History’s Strongest Senior Brother Chapter 586 – Yan Zhaoge returns! Bahasa Indonesia
HSSB586: Yan Zhaoge kembali!
Setelah membunuh Huang Jie, ekspresi Yan Zhaoge tanpa kesedihan atau kegembiraan saat ia menatap ke langit.
Pilar cahaya spiritual hampir menghilang sepenuhnya, memancarkan amarah yang tampaknya masih tersisa di langit.
Yan Zhaoge berkata dengan lembut, “Kita pasti akan bertemu di masa depan. Bahkan jika kau tidak mencariku, aku akan datang mencarimu.”
Klon Samudra Utara muncul di samping Yan Zhaoge. Berdiri di puncak Puncak Penerangan Dunia, ia menginjakkan kedua kakinya ke bawah. Seluruh Puncak Penerangan Dunia langsung runtuh sepenuhnya, pecahan batu berjatuhan ke bawah.

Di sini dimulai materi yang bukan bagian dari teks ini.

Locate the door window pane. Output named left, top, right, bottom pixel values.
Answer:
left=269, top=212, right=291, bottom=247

Mengikuti jejak Aula Guntur Surgawi dari Domain Guntur, Klan Matahari Suci yang telah lama ada dan pernah memegang posisi Tanah Suci nomor satu di Dunia Delapan Ujung, di Puncak Penerangan Dunianya, hari ini dihancurkan sepenuhnya oleh Yan Zhaoge!
Seolah-olah perataan Gunung Mimpi Buruk Hitam oleh Sang Pengguncang Langit Agung Zhan Dongge di masa lalu terulang kembali. Setelah lolos dari nasib seperti itu tahun itu, Klan Matahari Suci masih dimusnahkan hingga hari ini.
Sosok Yan Zhaoge tampak menyelimuti seluruh Dunia Delapan Ujung, menyembunyikan langit tinggi.
Para ahli tingkat tinggi Klan Matahari Suci yang tersisa, selain Tuan Muda Penerang Dunia Huang Jie, semuanya dibunuh oleh Yan Zhaoge di tempat.
Dengan runtuhnya Puncak Penerang Dunia, banyak praktisi bela diri Klan Matahari Suci tidak dapat melarikan diri tepat waktu karena mereka langsung terkubur hidup-hidup.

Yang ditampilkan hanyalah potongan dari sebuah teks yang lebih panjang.